Outrageous powder having little impact on projected closing dates
It’s hard to believe with all the fresh snow falling around the lake that ski resorts are beginning their usual spring closings.
Heavenly closed Boulder base last weekend, probably the earliest in a long time. Reason is that the new quad detachable chair at Stagecoach has siphoned off much of the Boulder crowd.
It’s the same things every season. The best skiing of the year is spring skiing and boarding. The weather is nice, the snow is excellent (and we haven’t even had any corn snow yet) and the crowds are minor. It’s a wonderful time to snowsport early in the morning, break off about 1 p.m. for a picnic on the slopes or on the decks. If we could just convince the rest of the world how great it is now, well, we’d ruin our own fun. So maybe silence is best.
OK, closings. In case you read Heavenly’s snow report, don’t pay any attention to the comment that Nevada can only be accessed from Stagecoach.

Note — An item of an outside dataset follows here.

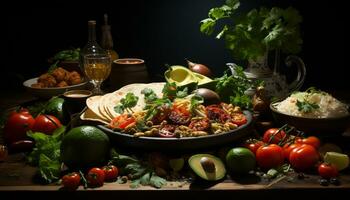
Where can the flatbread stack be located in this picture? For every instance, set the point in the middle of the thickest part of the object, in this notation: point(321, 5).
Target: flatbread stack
point(101, 108)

The Sky Express is still running, of course, and the crossover to Nevada is in fine shape.
SIERRA-AT-TAHOE will close April 19 with a $5 customer appreciation day. Before that, the resort will stage its fourth annual Boarding for Breast Cancer event Saturday, April 17. In addition to the free snowboard big air and halfpipe demos, there will be live music and other fun. On Sunday, April 18 bring a recyclable beverage container and get $5 off lift ticket price. Hate to see SAT shutter. As usual, didn’t get to ski there nearly enough.
DIAMOND PEAK had delayed closing until April 18, thanks to the great snow conditions. For the last week of the season, Diamond will operate the three quad chairs for access to 100 percent of the mountain. No shuttle service, limited food and beverages, no group lessons and same price lift tickets. Peak is another resort that offers excellent skiing for almost all levels.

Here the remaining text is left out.